Den bisher wenig beachteten kaiserlich-niederländischen Sonderverhandlungen am Rande des Friedenskongresses widmet sich Stefanie Fraedrich-Nowag, während Magnus Ulrich Ferber am Beispiel der kaiserlichen Gesandten Graf Trauttmansdorff und Dr. Volmar die verschiedenen Handlungsmöglichkeiten adliger und bürgerlicher Diplomaten abwägt. Neben den Korrespondenzen, deren Aussagekraft diese Beiträge eindrucksvoll hervorheben, sind die Protokolle der in Osnabrück tagenden reichsständischen Versammlungen eine andere tragende Säule der APW. Maria-Elisabeth Brunert zeigt an einer Reihe von Beispielen Auswertungsmöglichkeiten für diese von der historischen Forschung oft übersehene Quellengattung auf, die nicht zuletzt reichlichen Stoff für Untersuchungen zur politischen Verkehrssprache der Gesandten bietet. Damit führt der Beitrag wieder zurück zu der Hauptfrage der Kommunikationsformen des Politischen in der Frühen Neuzeit.

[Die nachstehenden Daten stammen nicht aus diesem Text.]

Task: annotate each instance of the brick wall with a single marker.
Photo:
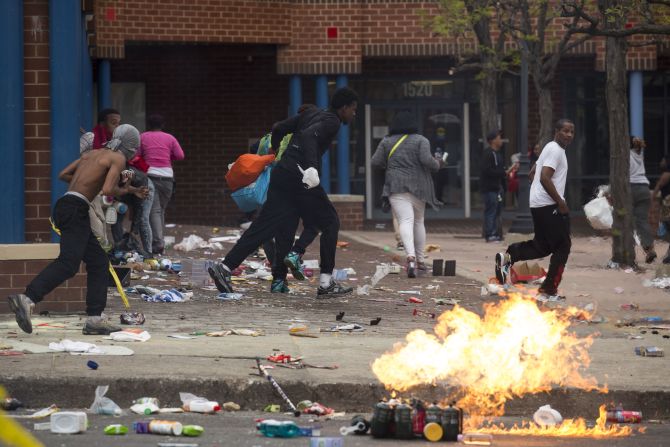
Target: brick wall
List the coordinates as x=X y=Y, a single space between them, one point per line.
x=37 y=128
x=16 y=274
x=214 y=98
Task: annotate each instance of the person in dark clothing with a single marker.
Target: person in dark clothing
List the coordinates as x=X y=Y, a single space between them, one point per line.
x=551 y=215
x=492 y=185
x=295 y=192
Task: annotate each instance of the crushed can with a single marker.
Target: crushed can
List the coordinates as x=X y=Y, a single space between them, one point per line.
x=403 y=422
x=380 y=425
x=624 y=416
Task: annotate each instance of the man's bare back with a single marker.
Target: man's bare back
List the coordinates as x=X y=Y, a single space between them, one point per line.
x=95 y=171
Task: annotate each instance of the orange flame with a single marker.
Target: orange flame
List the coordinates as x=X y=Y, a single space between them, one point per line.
x=513 y=350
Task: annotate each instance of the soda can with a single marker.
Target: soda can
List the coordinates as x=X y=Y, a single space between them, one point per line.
x=623 y=416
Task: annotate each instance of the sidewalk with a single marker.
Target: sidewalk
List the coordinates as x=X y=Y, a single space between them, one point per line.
x=211 y=366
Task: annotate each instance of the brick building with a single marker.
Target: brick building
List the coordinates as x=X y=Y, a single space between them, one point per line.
x=222 y=71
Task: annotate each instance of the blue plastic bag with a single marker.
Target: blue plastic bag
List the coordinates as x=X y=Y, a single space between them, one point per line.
x=253 y=196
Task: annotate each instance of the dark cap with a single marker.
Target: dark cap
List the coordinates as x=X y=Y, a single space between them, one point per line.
x=493 y=134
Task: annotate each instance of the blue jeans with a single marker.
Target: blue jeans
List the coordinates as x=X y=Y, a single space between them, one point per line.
x=492 y=209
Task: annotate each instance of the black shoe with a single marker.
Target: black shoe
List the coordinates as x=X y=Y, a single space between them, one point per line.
x=332 y=290
x=22 y=306
x=221 y=278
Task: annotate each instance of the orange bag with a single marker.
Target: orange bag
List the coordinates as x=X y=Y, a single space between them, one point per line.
x=246 y=170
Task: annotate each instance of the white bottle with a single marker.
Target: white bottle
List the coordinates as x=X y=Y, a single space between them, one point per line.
x=202 y=406
x=68 y=422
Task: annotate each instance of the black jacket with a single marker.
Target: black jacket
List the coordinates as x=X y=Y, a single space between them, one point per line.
x=313 y=132
x=493 y=172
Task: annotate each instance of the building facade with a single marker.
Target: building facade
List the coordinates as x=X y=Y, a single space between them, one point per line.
x=223 y=71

Wie sprach man damals über Politik und was verstand man darunter?
Das Generationen von Historikerinnen und Historikern übergreifende Unternehmen der APW ist auf einem langen, aber auch auf einem guten Weg. Es organisiert die Quellen zu einem zentralen Ereigniszusammenhang europäischer Geschichte, doch bietet es auch thematische Anstöße, denen eine sich fortwährend erneuernde Geschichtsforschung Rechnung zu tragen hat.